O Sport Club Corinthians Paulista conquistou três títulos da Copa do Brasil, levantando a taça em 1995, 2002 e 2009. Essas conquistas o colocam entre os grandes da competição, atrás apenas de Cruzeiro (6), Grêmio (5), Flamengo e Palmeiras (4 cada). Cada título tem características marcantes que influenciaram diretamente no legado do clube.

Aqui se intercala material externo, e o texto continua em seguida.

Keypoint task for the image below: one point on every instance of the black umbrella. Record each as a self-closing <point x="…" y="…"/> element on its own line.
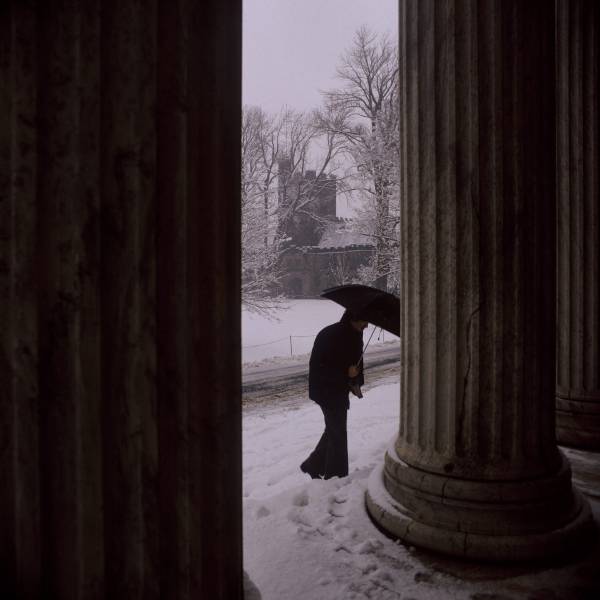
<point x="368" y="304"/>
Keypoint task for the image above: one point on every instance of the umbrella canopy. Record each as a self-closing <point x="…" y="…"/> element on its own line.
<point x="369" y="304"/>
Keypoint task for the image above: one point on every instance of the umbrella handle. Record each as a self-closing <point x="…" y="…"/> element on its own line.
<point x="365" y="348"/>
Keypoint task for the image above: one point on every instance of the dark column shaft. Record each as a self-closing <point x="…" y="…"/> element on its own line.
<point x="475" y="470"/>
<point x="578" y="291"/>
<point x="120" y="418"/>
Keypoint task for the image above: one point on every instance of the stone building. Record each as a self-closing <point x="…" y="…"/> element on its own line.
<point x="334" y="260"/>
<point x="119" y="133"/>
<point x="320" y="251"/>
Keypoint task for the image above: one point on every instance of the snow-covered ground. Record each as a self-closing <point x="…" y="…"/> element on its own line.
<point x="313" y="540"/>
<point x="288" y="333"/>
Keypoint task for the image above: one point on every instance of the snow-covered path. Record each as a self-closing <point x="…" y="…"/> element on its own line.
<point x="313" y="540"/>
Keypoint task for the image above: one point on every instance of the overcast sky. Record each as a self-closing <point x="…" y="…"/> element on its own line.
<point x="291" y="47"/>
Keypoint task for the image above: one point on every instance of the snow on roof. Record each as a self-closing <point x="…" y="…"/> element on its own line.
<point x="341" y="238"/>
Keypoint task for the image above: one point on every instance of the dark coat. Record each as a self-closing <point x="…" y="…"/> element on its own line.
<point x="336" y="348"/>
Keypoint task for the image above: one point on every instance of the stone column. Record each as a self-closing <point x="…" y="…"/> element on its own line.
<point x="120" y="408"/>
<point x="475" y="470"/>
<point x="578" y="293"/>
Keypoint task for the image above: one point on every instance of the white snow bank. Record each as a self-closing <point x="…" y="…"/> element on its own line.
<point x="290" y="330"/>
<point x="312" y="539"/>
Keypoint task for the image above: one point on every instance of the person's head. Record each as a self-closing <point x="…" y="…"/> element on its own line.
<point x="354" y="321"/>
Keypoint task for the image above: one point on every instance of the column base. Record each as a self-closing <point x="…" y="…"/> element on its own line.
<point x="578" y="421"/>
<point x="506" y="521"/>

Em 1995, o Corinthians levantou sua primeira Copa do Brasil de forma invicta, derrotando o Grêmio na final. A decisão foi equilibrada, mas a força tática da equipe se destacou, abrindo caminho para vitórias importantes. Essa conquista deu início à consolidação do clube também nas disputas nacionais de mata-mata
Sete anos depois, em 2002, o Corinthians chegou à final contra o modesto Brasiliense. Em duas partidas, a equipe venceu por 2 a 1 no Morumbi e empatou em Taguatinga, garantindo o bicampeonato. O título foi resultado de consistência e maturidade nas fases eliminatórias
O terceiro título veio em 2009, em jogo eletrizante contra o Internacional. Na final no Pacaembu e na volta no Beira-Rio, o Corinthians venceu com gols de Ronaldo e empate no Rio, selando a conquista em situações de pressão. Esse título marcou a redenção após descenso em 2007 e reforçou o renascimento do clube.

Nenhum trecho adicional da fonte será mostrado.